Takata Corp.’s days as a leading auto parts supplier may be numbered after three leading automakers announced that they would no longer buy airbags from the company. Honda, Toyota and Mazda have all announced in recent days that it would not use inflators believed to be the cause of at least eight deaths and more than 100 injuries in the U.S.
Honda was the first to make this announcement, which came as a surprise, despite the fact that it and Toyota had to issue the most auto recalls to fix defective Takata airbags. Toyota and Mazda quickly followed suit. Subaru and Mitsubishi are also reportedly considering a similar move, Automotive News says.

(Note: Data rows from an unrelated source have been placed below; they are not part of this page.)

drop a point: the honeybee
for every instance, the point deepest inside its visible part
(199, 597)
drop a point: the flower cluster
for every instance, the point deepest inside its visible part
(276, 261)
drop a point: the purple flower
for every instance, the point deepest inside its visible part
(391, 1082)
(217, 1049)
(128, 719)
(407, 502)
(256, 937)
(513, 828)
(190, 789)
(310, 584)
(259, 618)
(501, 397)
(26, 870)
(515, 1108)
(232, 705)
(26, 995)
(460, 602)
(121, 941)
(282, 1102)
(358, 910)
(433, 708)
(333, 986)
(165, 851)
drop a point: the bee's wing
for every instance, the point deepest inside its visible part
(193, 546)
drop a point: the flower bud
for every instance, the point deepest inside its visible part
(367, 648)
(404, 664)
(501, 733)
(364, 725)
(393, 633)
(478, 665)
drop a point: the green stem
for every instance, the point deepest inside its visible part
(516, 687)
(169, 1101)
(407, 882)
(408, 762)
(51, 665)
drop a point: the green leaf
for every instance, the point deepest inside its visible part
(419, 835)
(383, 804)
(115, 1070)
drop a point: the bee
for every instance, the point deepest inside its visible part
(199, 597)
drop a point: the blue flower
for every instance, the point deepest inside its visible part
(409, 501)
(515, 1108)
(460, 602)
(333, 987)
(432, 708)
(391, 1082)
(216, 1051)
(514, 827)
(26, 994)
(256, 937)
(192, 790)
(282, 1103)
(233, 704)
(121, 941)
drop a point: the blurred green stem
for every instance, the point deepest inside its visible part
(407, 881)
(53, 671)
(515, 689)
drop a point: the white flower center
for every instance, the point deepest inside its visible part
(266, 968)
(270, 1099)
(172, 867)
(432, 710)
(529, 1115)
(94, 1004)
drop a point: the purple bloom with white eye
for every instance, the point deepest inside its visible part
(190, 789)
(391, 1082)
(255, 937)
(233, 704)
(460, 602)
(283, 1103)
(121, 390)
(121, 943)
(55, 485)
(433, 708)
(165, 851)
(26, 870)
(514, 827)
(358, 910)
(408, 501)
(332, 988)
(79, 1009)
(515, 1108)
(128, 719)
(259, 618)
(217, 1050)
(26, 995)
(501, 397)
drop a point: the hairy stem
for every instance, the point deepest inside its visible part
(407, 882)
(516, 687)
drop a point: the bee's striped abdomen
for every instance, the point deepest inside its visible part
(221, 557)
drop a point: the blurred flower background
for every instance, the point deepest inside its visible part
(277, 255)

As we have discussed before on this blog, no one yet knows for sure what caused the Takata airbags to inflate with too much force, but many experts believe that the inflators, which use ammonium nitrate, are to blame. The auto companies say they will not install Takata’s ammonium nitrate inflators. “What’s most important above anything else,” the president of Toyota said at a news conference, “is the safety and peace of mind of customers.”
They say money talks. Beyond the deaths and injuries, losing its biggest clients may spur Takata to change the way it designs and manufactures airbags, which are, of course, supposed to save lives, not take them. Another way to encourage this is for victims to stand up for their rights and seek compensation in court. Avoiding future litigation can be a powerful motivator in the business world.